French East India Company

The French East India Company (French Compagnie française pour le commerce des Indes orientales, mostly short: Compagnie des Indes Orientales) was modeled after the Dutch East India Company established stock-based trading company of the 17th and 18th century, the extensive of the French crown with rights was equipped for maritime trade between France and Asia.

A first time on August 27, 1664 at the initiative of the French finance minister Jean -Baptiste Colbert, Louis XIV granted privilege included, among others, the monopoly on trade, ownership of the conquered territories on the right to the equipment of merchant and naval ships and to develop their own troops, the right to strike their own coins as well as its own jurisdiction. 1666 established the Compagnie in belonging to Ploemeur Faouédic, located in the neighborhood of Lorient, a branch.

Geographically, the area of ​​interest of the company extended as established at the Africa, Madagascar and the next offshore islands such as Reunion, the coasts of the Arabian Peninsula and India, the islands of Southeast Asia as well as China and Japan coasts.

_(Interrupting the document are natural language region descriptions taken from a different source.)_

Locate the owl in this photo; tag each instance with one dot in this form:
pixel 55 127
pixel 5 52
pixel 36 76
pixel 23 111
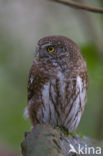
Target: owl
pixel 58 83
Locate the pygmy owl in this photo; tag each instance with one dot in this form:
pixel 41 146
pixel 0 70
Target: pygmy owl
pixel 58 83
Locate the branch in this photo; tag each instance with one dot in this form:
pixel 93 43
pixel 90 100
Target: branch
pixel 80 6
pixel 43 140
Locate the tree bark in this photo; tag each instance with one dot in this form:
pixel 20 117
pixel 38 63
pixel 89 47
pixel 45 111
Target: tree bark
pixel 43 140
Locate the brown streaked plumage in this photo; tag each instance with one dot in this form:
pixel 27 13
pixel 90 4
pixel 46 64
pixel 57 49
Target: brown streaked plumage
pixel 57 84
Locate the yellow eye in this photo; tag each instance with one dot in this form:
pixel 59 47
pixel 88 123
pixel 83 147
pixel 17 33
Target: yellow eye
pixel 51 49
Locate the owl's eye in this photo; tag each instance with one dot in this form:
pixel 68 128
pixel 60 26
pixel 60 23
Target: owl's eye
pixel 51 49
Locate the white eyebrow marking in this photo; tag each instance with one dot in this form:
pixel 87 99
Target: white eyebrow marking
pixel 46 44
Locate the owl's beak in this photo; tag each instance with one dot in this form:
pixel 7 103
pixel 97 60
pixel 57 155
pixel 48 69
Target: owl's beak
pixel 38 58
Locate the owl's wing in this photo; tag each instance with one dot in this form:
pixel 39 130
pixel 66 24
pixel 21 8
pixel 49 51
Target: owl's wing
pixel 32 74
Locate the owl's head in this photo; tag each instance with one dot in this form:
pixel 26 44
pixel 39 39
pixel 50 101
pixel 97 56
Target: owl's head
pixel 57 48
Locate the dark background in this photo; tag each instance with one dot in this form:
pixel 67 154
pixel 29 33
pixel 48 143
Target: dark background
pixel 22 24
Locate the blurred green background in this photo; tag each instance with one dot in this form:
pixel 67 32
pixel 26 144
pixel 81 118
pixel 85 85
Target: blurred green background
pixel 22 24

During her last until the second half of the 18th century commercial activity of the territories were abandoned, such as Madagascar in favor of the Mascarene Islands, while other overseas possessions - like Louisiana and Saint- Domingue - meanwhile added.

Profits, the company generated mainly by imports of non-European luxuries like spices, tea and coffee, herbal drugs, as well as of printed cloths, porcelain and silk.

As director of the Mississippi company John Law merged in 1719, the company with the French West India Company, and so pooled all non-European trading monopolies of France in a conglomerate.